Build workflows with Sarvam AI in n8n

Video walkthrough

Watch this first for a full click-through: installing the n8n-nodes-sarvam community node, creating Sarvam AI API credentials in n8n, and wiring a TTS → STT → Chat sample chain.

Then continue with Overview and Quick start for prerequisites, install commands, and importable JSON.

Overview

This guide shows how to use n8n as your automation layer and Sarvam AI for speech-to-text, text-to-speech, and chat completions across Indian languages — without maintaining a custom backend. It follows the same flow as our LiveKit and Pipecat integration pages: what you will build, a quick path to a first success, then customization, reference tables, best practices, and troubleshooting.

If you already use n8n for CRM, support, or internal tools, you can add Sarvam nodes wherever you need audio or Indic-language text intelligence.

What you’ll build

You will be able to:

Transcribe uploaded or downloaded audio (23 Indian languages plus English, with several transcript modes).
Synthesize speech from text (11 languages, many speakers, codecs, and pace).
Run Sarvam chat models on transcripts or any text, then chain TTS or downstream systems.
Compose full flows such as form → transcript, webhook → STT → chat → TTS, or sheet → batch transcribe — all in the node editor.

Quick overview

Watch the video walkthrough at the top of this page — community node install, credentials, and a TTS → STT → Chat demo.
Create a Sarvam AI account and copy an API key.
Install the community package n8n-nodes-sarvam from Settings → Community Nodes (or npm on self-hosted).
Create a Sarvam AI API credential in n8n and attach it to each Sarvam node.
Add a Sarvam AI node: pick Resource (Speech or Chat) and Operation, then map binary or text fields from upstream nodes.
Execute workflow and inspect each node’s OUTPUT panel to verify transcript, binary data, or choices[0].message.content.
Optionally import one of the JSON templates below to skip manual wiring.
Iterate using the customization and best practices sections when you go to production.

Quick start

1. Prerequisites

n8n — n8n Cloud or self-hosted v1.x / v2.x (with permission to install community nodes if you are not the admin).
Sarvam AI API key — from dashboard.sarvam.ai (includes credits for new accounts).
Basic familiarity with n8n: triggers, connections, and opening the JSON tab on a node’s output.

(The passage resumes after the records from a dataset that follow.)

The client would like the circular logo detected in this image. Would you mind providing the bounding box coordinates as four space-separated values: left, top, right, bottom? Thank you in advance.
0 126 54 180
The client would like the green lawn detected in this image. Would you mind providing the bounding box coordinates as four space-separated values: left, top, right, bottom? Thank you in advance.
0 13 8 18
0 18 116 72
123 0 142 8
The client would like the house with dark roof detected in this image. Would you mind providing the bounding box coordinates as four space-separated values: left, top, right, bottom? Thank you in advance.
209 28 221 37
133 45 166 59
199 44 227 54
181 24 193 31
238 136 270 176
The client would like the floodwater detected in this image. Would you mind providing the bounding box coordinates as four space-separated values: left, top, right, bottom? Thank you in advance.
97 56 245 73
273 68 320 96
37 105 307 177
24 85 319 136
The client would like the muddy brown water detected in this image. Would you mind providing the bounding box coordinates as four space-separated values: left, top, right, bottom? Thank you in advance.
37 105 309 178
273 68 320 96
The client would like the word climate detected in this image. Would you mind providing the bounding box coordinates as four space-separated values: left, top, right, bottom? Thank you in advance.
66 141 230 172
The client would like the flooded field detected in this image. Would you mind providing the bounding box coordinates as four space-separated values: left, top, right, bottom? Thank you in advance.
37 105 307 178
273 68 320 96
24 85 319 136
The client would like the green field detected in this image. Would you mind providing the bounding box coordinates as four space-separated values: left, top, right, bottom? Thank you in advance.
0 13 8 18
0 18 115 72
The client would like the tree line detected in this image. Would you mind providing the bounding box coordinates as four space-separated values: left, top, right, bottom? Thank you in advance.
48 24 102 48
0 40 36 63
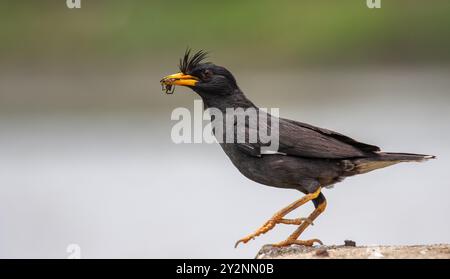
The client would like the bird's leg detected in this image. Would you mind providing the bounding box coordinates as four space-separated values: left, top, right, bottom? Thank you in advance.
235 187 321 247
273 199 327 247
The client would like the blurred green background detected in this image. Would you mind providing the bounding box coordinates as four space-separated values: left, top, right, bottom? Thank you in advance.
0 0 450 66
0 0 450 258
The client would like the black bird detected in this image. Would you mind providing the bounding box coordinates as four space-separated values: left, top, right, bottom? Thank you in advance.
161 50 435 246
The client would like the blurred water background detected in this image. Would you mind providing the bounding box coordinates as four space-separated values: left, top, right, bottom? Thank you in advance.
0 0 450 258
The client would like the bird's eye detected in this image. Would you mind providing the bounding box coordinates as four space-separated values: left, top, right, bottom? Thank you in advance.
202 69 212 79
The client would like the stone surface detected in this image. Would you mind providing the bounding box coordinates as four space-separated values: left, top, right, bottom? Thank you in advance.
256 242 450 259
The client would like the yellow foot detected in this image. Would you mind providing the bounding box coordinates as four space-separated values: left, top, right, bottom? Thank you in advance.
272 238 323 247
234 217 313 248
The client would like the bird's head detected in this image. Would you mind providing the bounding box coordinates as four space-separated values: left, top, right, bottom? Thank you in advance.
161 49 239 97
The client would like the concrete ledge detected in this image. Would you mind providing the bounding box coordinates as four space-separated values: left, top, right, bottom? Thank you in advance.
256 241 450 259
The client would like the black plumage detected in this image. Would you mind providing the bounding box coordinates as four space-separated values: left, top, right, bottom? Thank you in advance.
161 50 434 246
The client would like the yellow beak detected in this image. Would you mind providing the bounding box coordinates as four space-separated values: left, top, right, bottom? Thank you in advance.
160 73 198 86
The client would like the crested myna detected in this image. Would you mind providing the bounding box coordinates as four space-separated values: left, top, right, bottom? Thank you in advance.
161 50 435 246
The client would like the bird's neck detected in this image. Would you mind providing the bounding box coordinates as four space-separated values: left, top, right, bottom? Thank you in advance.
200 90 257 112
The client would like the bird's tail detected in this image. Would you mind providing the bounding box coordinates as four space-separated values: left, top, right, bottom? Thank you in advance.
353 152 436 173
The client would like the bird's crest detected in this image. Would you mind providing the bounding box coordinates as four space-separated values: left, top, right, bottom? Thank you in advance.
178 48 208 74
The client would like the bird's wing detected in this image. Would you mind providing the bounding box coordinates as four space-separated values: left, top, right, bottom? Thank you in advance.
234 111 380 159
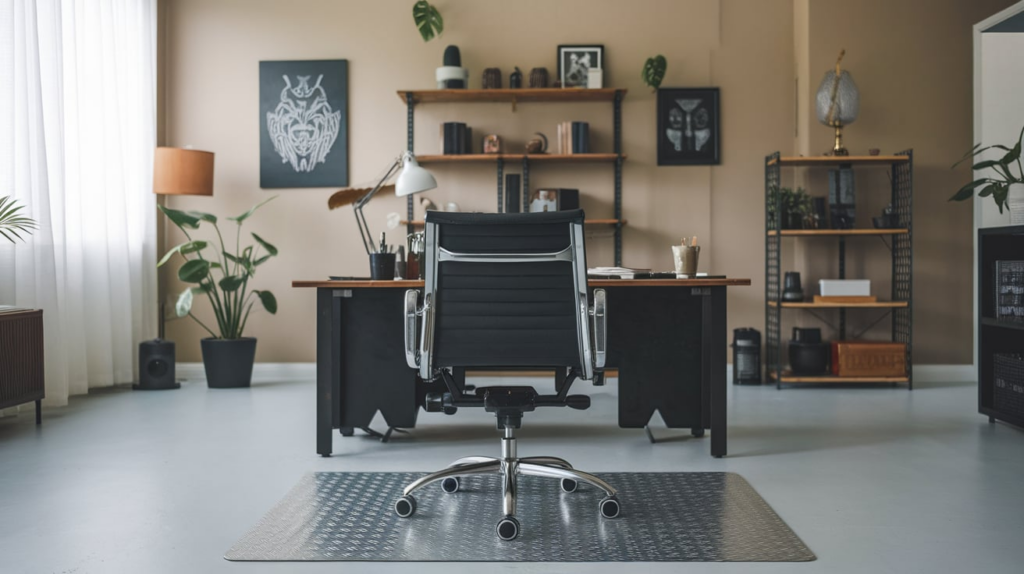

2. Install the community node

n8n Cloud / UI (recommended)

Self-hosted (npm)

In n8n, open Settings (gear) → Community nodes.
Under Install, enter the package name:

n8n-nodes-sarvam

Accept the prompt, wait for install to finish, then restart n8n if the UI asks you to.
In the canvas, press + and search Sarvam AI — the node should appear.

Tip: Package and install docs also live on npm — n8n-nodes-sarvam and n8n community nodes.

3. Create your Sarvam credential

Go to Credentials → New.
Search for Sarvam AI API.
Paste your API key from the dashboard and Save.

You reuse this credential on every Sarvam AI node in the workspace.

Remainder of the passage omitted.